O’Reilly believes investors and Wall Street are undervaluing the company. This 3 year window provides evidence that the company expects its long-term plan to improve profit margins and increase its number of stores. During Q1 of 2017, O’Reilly opened an additional 60 stores, now totaling 4,888 locations nationally. These new locations typically have lower revenue than older stores, meaning O’Reilly sees revenues steadily increasing as the company continues buying property and opening stores. As ORLY perpetually invests in property, bottom line profit decreases, and that is why O’Reilly is undervalued. Therefore, this buyback should show investors that ORLY trusts itself to increase market share and revenue.
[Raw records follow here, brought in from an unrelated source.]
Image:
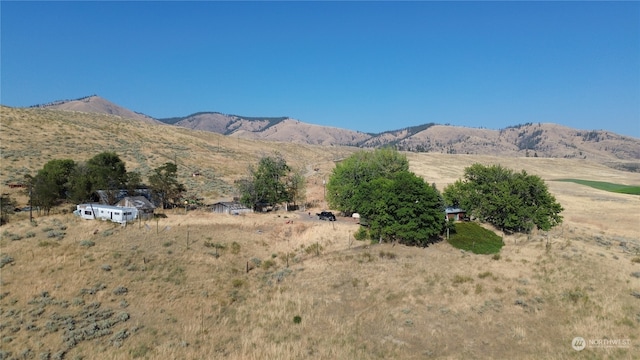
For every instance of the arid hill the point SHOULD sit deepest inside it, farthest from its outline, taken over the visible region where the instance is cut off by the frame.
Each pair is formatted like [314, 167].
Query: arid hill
[531, 139]
[285, 285]
[96, 104]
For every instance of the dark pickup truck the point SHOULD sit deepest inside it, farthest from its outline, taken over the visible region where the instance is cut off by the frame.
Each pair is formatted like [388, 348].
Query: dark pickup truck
[326, 215]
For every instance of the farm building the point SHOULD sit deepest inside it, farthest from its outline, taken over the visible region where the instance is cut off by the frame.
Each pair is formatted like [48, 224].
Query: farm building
[232, 208]
[144, 206]
[455, 214]
[119, 214]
Increasing Market for Auto Parts:

O'Reilly Auto Parts Stock Analysis

The auto part industry is growing in the US every year. There are multiple reasons for this, one of which is that people are driving more often and for longer distances. According to the U.S. Department of Transportation, the number of miles driven in 2016 increased 2.4%, and 2017 is already on pace for a 2.0% jump.  O’Reilly’s brand recognition will capitalize on this opportunity and take advantage of newfound customers.

Additionally, the average age of a car in the U.S. has risen from 9.5 years to 11.5 years from 2005-2015. This increased car life is attributed to better manufacturing and engines. But as cars begin to age, their original warranties begin to expire. Once expired, the driver is on his/her own to fix any issues with his vehicle. These vehicles require more frequent check-ups and scheduled maintenance, which is important for auto part manufacturers. There is no reason to believe that consumers will stop buying higher quality vehicles, thus there will be a higher demand for O’Reilly’s services.
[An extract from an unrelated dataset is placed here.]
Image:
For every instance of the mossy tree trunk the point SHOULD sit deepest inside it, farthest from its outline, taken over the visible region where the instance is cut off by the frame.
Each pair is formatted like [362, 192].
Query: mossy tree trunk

Finally, one of the main factors in decreased vehicle traffic is unemployment. When unemployment is high, consumers drive less often because of the costs of gas and car maintenance. But unemployment in the U.S. is decreasing, as unemployment went down to 4.7% at the end of 2016 and 4.5% through March 2017. As society continues trending towards lower unemployment, consumers will respond by driving more often. With this in mind, O’Reilly has three straightforward avenues toward beating expectations and driving the stock price upward.

Although O’Reilly missed earnings for Q1 2017, I maintain a bullish outlook on the stock. A high potential for future earnings, its share repurchasing program, and an increasing market for auto parts resonate with I Know First’s bullish algorithm forecast on O’Reilly as a long-term investment.
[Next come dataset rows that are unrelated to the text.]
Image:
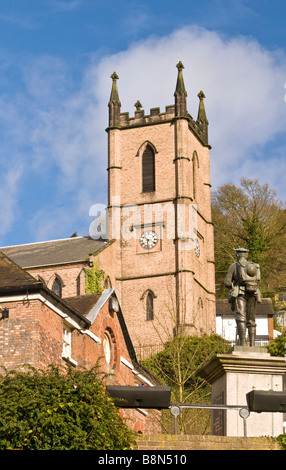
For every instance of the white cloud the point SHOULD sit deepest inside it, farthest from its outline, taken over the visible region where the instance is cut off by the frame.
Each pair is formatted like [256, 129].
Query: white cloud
[61, 128]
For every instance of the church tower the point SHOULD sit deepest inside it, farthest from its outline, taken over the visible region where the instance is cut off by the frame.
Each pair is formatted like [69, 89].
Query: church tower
[160, 213]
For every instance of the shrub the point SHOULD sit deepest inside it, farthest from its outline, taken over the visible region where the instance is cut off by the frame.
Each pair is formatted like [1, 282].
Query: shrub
[59, 410]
I Know First Bullish Forecast

Below is I Know First’s latest algorithm forecast released as of today on June 11th, 2017.  Today’s forecast rates O’Reilly as a buy.  The prediction strength increases as the time moves from one month, to three months, to a full year.  This is because ORLY continues to open stores and will increase revenue and net income with each new location.

The forecast is color-coded, where green indicates a bullish signal while red indicates a bearish signal. Brighter greens signify that the algorithm is very bullish as it does at the top of this forecast. The signal is the number in the middle of the box.  It is also the predicted direction (not a specific number or target price) for that asset. The predictability is the historical correlation between the prediction and the actual market movements. Thus, the signal represents the forecast strength of the prediction, while the predictability represents the level of confidence.

I Know First Algorithm Heatmap Explanation

The sign of the signal tells in which direction the asset price is expected to go (positive = to go up = Long, negative = to drop = Short position), the signal strength is related to the magnitude of the expected return and is used for ranking purposes of the investment opportunities.

Predictability is the actual fitness function being optimized every day, and can be simplified explained as the correlation based quality measure of the signal. This is a unique indicator of the I Know First algorithm. This allows users to separate and focus on the most predictable assets according to the algorithm. Ranging between -1 and 1, one should focus on predictability levels significantly above 0 in order to fill confident about/trust the signal.